Rifan Financindo Berjangka
Terkait hal tersebut studi terbaru melihat burung camar liar kemungkinan dapat semakin memperburuk keadaan. Laporan terbaru di Journal of Antimicrobial Chemotherapy menemukan sampel kotoran burung dengan jangkauan terbang luas ini terdeteksi dengan bakteri Escherichia coli kebal obat 'super'.
Adalah mutasi genetik bernama MCR-1 pada bakteri yang membuatnya jadi mimpi buruk. Diketahui bahkan antibiotik lini terakhir colistin tak mempan melawan. Oleh sebab itu apabila mutasi cepat menyebar dan semua bakteri sudah benar-benar kebal, peneliti mengatakan maka dunia akan memasuki era kiamat antibiotik.
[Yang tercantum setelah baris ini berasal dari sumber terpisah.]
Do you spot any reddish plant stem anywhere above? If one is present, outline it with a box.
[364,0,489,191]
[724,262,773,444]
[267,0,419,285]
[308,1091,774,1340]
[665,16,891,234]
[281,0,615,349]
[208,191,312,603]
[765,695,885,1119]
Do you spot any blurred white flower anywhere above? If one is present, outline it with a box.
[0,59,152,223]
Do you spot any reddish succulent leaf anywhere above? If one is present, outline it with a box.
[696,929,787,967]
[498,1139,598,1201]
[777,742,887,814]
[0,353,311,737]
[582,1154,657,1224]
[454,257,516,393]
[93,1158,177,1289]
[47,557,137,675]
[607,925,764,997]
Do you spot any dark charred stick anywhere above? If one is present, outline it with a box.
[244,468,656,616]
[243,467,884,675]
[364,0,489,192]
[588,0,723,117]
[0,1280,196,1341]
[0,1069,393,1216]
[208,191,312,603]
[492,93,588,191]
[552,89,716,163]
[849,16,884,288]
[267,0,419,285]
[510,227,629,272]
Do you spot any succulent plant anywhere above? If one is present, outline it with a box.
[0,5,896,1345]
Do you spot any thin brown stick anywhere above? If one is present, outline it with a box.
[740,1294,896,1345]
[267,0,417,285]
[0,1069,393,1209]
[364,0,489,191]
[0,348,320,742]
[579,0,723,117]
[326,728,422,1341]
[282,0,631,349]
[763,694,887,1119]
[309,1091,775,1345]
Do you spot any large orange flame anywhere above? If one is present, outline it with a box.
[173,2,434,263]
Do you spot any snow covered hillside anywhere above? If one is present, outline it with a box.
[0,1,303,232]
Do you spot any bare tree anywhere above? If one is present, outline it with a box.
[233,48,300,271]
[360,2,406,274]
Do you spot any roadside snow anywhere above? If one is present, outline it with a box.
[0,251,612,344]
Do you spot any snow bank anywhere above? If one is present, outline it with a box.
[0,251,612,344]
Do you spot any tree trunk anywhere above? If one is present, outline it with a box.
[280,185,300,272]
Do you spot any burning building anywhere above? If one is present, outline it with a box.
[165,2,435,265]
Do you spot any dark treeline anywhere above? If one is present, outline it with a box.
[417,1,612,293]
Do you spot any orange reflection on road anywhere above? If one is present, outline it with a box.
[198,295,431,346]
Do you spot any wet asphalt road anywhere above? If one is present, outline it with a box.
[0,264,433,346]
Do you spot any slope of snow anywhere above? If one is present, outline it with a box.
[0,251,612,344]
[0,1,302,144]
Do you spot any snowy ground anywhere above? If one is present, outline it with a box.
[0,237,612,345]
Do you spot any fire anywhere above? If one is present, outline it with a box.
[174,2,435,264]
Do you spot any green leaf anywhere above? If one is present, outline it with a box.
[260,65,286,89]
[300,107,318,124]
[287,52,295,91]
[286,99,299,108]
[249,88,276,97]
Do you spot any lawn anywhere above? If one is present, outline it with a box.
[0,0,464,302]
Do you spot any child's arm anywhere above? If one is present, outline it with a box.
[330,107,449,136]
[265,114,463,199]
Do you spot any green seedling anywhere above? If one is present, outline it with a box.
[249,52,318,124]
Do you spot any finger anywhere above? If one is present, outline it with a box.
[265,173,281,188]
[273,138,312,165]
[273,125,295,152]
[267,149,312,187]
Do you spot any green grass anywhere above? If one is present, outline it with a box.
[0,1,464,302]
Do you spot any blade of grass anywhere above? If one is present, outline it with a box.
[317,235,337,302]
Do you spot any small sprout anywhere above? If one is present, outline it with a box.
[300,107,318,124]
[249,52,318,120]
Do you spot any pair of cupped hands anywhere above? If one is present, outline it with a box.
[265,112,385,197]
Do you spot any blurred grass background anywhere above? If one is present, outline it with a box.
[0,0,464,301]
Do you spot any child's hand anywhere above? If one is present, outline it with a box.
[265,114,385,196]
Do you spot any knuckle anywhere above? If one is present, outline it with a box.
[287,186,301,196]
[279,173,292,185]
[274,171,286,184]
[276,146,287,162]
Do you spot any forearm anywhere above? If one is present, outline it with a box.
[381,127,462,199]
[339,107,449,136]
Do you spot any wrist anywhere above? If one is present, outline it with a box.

"Gaya hidup burung camar membuat mereka bisa dengan mudah membawa patogen dan mikroorganisme resistan lintas batas negara," tulis peneliti dalam laporannya seperti dikutip dari Medical Daily News.
"Air yang terkontaminasi oleh feses burung harus diawasi sebagai faktor risiko penting untuk terjadinya transmisi bakteri resistan," lanjut peneliti.
Dari mana para camar bisa mendapatkan E.coli dengan mutasi MCR-1 tak diketahui pasti. Kemungkinannya hewan terpapar ketika mencari makanan di sampah limbah medis.
"Jika MCR-1 menjadi global yang bukan tak mungkin terjadi, dan gen ini menyalaraskan diri dengan gen resistensi antibiotik lainnya yang tak bisa kita hindari, maka kita akan sangat mungkin memasuki era pascaantibiotik. Pada masa itu jika seorang pasien sakit misalnya karena E.coli, kita tak bisa melakukan apa-apa," pungkas Profesor Timothy Walsh dari University of Cardiff, Inggris, selaku salah satu ilmuwan yang pertama mengungkap adanya mutasi.Mulai 16 November sampai 22 November 2015 mendatang World Health Organization (WHO) mencanangkan pekan kesadaran antibiotik. Hal ini dilakukan dalam upaya meningkatkan edukasi masyarakat global terhadap pentingnya memakai antibiotik secara bijak.
Dokter atau masyarakat umum sendiri sering kali menggunakan antibiotik untuk segala macam keluhan seperti layaknya obat pamungkas. Padahal perilaku seperti itu salah dan dalam jangka panjang justru malah menimbulkan masalah baru yaitu memicu munculnya resistensi antibiotik.
Bakteri-bakteri yang sempat terpapar antibiotik namun tak sepenuhnya musnah karena penggunaan obat yang salah lama-kelamaan akan tumbuh semakin kuat. Bakteri bisa beradaptasi dan membentuk kekebalan sehingga tak lagi bisa dibunuh dengan obat biasa.